Some mortar and pestles come pre-seasoned, which is a great choice if you don't feel like going through the process. Stone models, like granite, marble, or molcajete, are made of natural materials and require some refining before being food safe. Non-porous materials like glass or ceramic don't need any seasoning to get started. Simply give them a good, soap-less scrub, and you're ready to go.

The first thing you should do when you pull your mortar and pestle out of the box is rinsed it with hot water. You can even fully submerge it for a bit if it looks particularly dusty. Remove any loose grit or dirt, then rinse and repeat until completely clean. Next, grind raw white rice into the mortar, looking for bits of grit or rock.

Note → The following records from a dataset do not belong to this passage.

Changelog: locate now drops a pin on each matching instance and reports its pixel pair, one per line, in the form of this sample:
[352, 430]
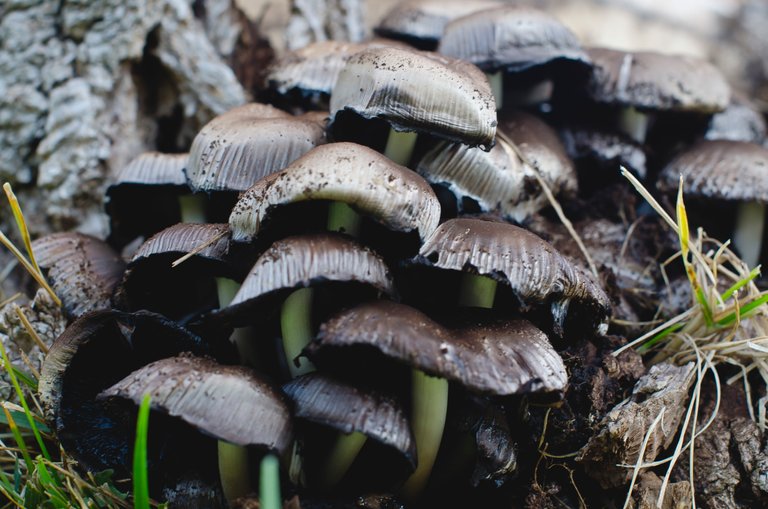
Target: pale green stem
[192, 208]
[634, 123]
[296, 327]
[341, 457]
[233, 470]
[748, 234]
[496, 80]
[400, 146]
[429, 405]
[269, 483]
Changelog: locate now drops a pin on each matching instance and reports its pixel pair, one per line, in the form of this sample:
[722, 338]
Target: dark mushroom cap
[229, 403]
[510, 38]
[656, 81]
[720, 169]
[417, 91]
[83, 270]
[359, 176]
[502, 358]
[323, 400]
[534, 270]
[499, 181]
[236, 149]
[423, 21]
[301, 261]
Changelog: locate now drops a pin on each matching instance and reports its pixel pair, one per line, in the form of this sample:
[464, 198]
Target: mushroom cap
[301, 261]
[236, 149]
[534, 270]
[425, 20]
[502, 358]
[323, 400]
[510, 38]
[418, 91]
[83, 270]
[498, 180]
[357, 175]
[229, 403]
[720, 169]
[657, 81]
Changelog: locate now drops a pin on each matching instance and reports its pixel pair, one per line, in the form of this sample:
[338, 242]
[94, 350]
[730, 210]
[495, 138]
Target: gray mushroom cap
[357, 175]
[501, 358]
[227, 402]
[323, 400]
[83, 270]
[426, 19]
[534, 270]
[720, 169]
[510, 38]
[656, 81]
[499, 180]
[236, 149]
[418, 91]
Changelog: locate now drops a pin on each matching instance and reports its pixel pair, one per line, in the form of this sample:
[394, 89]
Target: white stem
[748, 234]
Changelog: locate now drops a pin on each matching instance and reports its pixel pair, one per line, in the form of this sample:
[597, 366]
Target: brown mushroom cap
[359, 176]
[501, 358]
[510, 38]
[236, 149]
[499, 181]
[656, 81]
[423, 21]
[227, 402]
[323, 400]
[534, 270]
[417, 91]
[720, 169]
[83, 270]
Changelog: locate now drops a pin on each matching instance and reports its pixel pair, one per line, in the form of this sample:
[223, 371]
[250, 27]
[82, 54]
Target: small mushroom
[83, 270]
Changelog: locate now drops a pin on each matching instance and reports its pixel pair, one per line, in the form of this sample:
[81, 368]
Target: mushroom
[727, 171]
[500, 181]
[412, 92]
[232, 404]
[83, 270]
[501, 358]
[512, 40]
[641, 82]
[357, 413]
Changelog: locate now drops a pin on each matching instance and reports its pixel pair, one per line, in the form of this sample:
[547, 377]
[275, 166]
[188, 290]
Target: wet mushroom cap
[323, 400]
[720, 169]
[504, 357]
[423, 21]
[229, 403]
[356, 175]
[418, 91]
[498, 180]
[656, 81]
[233, 151]
[511, 39]
[83, 270]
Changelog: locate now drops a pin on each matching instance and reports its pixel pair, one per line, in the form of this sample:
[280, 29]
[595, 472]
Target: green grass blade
[140, 474]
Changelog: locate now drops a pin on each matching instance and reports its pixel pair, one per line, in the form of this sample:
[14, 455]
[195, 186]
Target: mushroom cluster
[366, 292]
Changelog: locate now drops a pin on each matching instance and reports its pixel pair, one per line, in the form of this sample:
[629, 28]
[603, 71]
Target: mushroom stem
[233, 470]
[477, 291]
[748, 232]
[192, 207]
[634, 123]
[296, 328]
[341, 457]
[429, 406]
[400, 146]
[496, 80]
[269, 483]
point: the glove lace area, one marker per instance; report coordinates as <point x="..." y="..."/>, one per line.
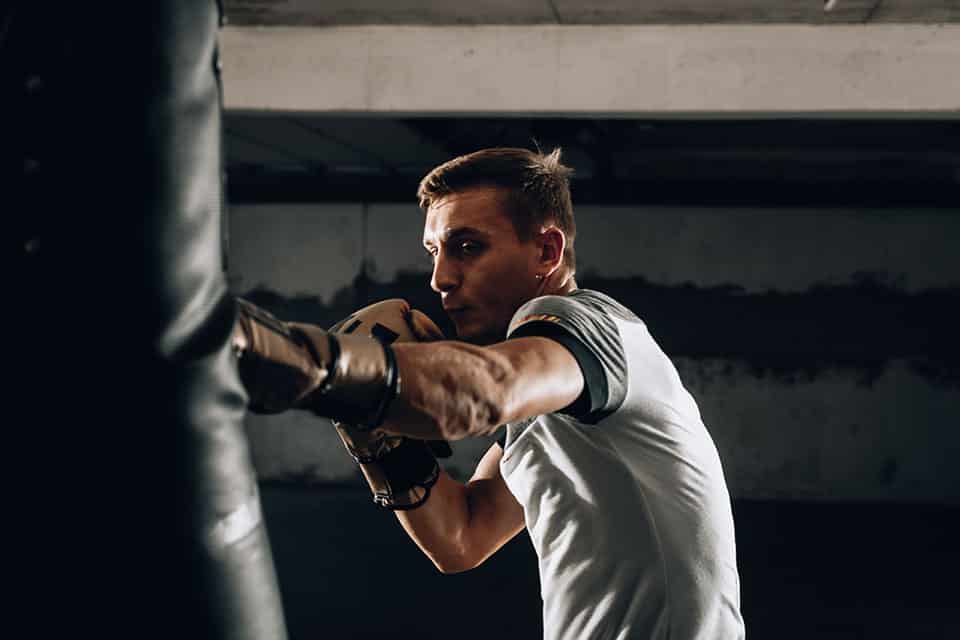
<point x="399" y="470"/>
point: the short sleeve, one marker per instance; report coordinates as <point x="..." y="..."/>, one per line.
<point x="591" y="335"/>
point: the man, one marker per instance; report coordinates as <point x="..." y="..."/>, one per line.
<point x="604" y="460"/>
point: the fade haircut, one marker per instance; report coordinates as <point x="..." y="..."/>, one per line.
<point x="536" y="189"/>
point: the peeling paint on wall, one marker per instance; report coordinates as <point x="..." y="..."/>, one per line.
<point x="792" y="336"/>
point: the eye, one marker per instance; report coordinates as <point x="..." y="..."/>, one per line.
<point x="469" y="248"/>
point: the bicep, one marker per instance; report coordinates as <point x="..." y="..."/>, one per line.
<point x="545" y="377"/>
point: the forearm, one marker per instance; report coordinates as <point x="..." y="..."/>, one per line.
<point x="440" y="526"/>
<point x="449" y="390"/>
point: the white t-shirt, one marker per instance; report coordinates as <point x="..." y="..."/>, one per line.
<point x="623" y="492"/>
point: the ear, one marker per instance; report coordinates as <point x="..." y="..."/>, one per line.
<point x="552" y="244"/>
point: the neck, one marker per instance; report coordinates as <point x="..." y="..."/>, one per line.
<point x="558" y="283"/>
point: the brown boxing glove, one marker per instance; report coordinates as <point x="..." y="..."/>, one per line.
<point x="399" y="470"/>
<point x="286" y="365"/>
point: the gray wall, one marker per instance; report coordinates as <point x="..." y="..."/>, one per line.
<point x="819" y="343"/>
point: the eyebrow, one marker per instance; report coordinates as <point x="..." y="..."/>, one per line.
<point x="458" y="232"/>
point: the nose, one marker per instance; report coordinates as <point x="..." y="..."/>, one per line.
<point x="446" y="275"/>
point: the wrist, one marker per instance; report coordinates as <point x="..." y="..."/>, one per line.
<point x="363" y="381"/>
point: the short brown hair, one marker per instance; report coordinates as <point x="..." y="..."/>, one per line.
<point x="537" y="188"/>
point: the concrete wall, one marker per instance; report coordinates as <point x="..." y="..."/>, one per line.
<point x="820" y="344"/>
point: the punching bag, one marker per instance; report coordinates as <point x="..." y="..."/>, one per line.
<point x="134" y="509"/>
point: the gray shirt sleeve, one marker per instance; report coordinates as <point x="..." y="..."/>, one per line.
<point x="582" y="325"/>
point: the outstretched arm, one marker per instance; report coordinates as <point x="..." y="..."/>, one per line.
<point x="452" y="390"/>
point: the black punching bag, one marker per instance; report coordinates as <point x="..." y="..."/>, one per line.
<point x="132" y="505"/>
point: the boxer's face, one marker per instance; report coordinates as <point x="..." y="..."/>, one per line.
<point x="481" y="270"/>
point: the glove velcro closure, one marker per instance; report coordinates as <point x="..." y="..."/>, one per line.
<point x="363" y="381"/>
<point x="401" y="479"/>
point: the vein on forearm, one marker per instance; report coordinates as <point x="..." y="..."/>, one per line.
<point x="450" y="389"/>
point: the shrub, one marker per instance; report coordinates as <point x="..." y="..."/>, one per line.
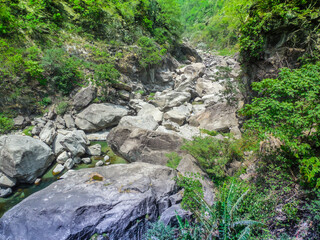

Once you've made a fine powder, discard it and start again, along with a splash of water in each subsequent batch. Do this until there are no particles or tinge of color in your rice. Finally, give your mortar and pestles a good scrub with a firm bristles brush and warm water, followed by a long rinse.

How to Clean a Mortar and Pestle

The best method of cleaning your new mortar and pestle depends on the material it's made from. For versions made of porous rock like granite, a good scrubbing is your best friend. Once you've seasoned it, daily maintenance is a breeze. The most important thing is never to use soap on porous materials; soap and food coated in soap can get trapped in the holes and leave an unpleasant taste behind.

All you need is a firm bristled brush and a few solid minutes of elbow grease while running it under warm water. Just make sure to let it dry completely before stacking it or storing it.For ceramic or other smooth surfaces like glass or brass require little more than a few swipes with hot water and the abrasive side of the sponge.